Ricardo Carneiro e Bruno Moretti | Le Monde Diplomatique
Num país assolado por uma pandemia sem precedentes, cujo número de mortos já ultrapassa 400 mil, associada a uma situação social sem paralelo, no qual o desemprego, o subemprego e a informalidade atingem recordes históricos, o governo Bolsonaro retomou o programa emergencial em patamares insuficientes, a pretexto da inexistência de recursos fiscais para financiá-lo. Arguindo a observância das regras fiscais, que sempre desrespeita quando lhe é conveniente, como por exemplo no espetáculo de fisiologismo explícito que constitui o orçamento de 2021, propôs e aprovou um programa de auxílio emergencial para 2021 que constitui menos de um quinto do vigente em 2020, não só com valores mais baixos como também com menor cobertura, excluindo cerca de 20 milhões de pessoas em relação à primeira versão. Na contramão do que pensa e faz o governo, este artigo propõe-se a demonstrar que é possível financiar a baixo custo e com efeitos positivos sobre a situação fiscal, um programa robusto, tanto para um maior número de pessoas como com maior remuneração.
Discutir formas não convencionais de financiamento de gastos públicos emergenciais, por meio da emissão monetária, supõe o abandono provisório de regras monetário-fiscais vigentes, inscritas na Constituição, algumas das quais deveriam ser mantidas, enquanto outras deveriam ser revistas e substituídas definitivamente.

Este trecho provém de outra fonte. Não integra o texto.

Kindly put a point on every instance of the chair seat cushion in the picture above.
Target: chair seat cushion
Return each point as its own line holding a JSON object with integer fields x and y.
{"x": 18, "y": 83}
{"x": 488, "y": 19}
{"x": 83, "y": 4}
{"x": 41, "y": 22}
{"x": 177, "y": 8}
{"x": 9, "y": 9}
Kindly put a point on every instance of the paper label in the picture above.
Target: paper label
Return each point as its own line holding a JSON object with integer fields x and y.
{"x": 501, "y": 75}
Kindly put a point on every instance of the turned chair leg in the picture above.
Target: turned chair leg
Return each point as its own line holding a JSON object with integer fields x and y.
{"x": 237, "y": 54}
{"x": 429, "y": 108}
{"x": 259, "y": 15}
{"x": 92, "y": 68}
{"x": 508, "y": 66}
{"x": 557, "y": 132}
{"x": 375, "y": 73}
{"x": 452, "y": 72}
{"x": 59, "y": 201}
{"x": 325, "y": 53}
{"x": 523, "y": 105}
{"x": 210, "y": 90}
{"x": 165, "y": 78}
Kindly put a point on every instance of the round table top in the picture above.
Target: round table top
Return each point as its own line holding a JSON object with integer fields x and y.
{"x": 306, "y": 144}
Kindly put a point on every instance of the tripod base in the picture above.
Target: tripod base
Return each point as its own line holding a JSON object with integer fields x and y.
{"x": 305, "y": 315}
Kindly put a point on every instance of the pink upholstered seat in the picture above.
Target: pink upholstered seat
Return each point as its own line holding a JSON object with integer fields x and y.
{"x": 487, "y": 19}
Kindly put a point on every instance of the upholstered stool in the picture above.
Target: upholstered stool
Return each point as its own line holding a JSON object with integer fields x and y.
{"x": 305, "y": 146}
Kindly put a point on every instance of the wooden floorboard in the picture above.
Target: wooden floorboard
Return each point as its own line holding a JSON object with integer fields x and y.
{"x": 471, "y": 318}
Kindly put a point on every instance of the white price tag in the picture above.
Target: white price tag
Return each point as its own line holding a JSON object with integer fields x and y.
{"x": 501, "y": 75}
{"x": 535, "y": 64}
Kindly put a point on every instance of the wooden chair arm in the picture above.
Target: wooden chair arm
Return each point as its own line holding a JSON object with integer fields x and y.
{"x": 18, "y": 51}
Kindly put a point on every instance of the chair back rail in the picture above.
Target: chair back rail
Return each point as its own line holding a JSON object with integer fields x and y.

Emergencialmente, seria necessário remover a trava constitucional que limita a R$ 44 bilhões o valor do auxílio emergencial que pode ser executado fora das regras fiscais restritivas. Também é importante observar eventuais implicações desse financiamento, para além do momento imediato, sobre déficits, dívidas e crescimento. Ademais há que se considerar a particular institucionalidade sob a qual opera o regime monetário e fiscal brasileiro. Por essas razões, cabe tecer algumas considerações, mesmo que genéricas, sobre a concepção de dinheiro que anima os autores deste artigo, afinal é também sobre esse assunto que ele trata.
O dinheiro possui uma dupla dimensão numa economia capitalista. De um lado, ele é renda para o trabalhador, de outro, riqueza para investidores e empresários. O trabalhador enxerga no dinheiro do qual possui apenas uma posse transitória, o conjunto de bens e serviços que constitui a sua cesta de consumo. É necessário que, periodicamente, ou empresários ou o Estado lhe pague salários ou benefícios para que acesse temporariamente o dinheiro que lhe servirá de meio de pagamento. Já para o empresário ou investidor, o dinheiro é a riqueza na sua forma abstrata, à qual tem acesso de forma permanente, não para satisfazer necessidades de consumo, mas para transformar em mais dinheiro no processo de acumulação de capital. Ele constitui ou um caminho para outras formas de riqueza – ações, títulos, imóveis, fábricas – ou a expressão geral e líquida dessa riqueza na forma monetária.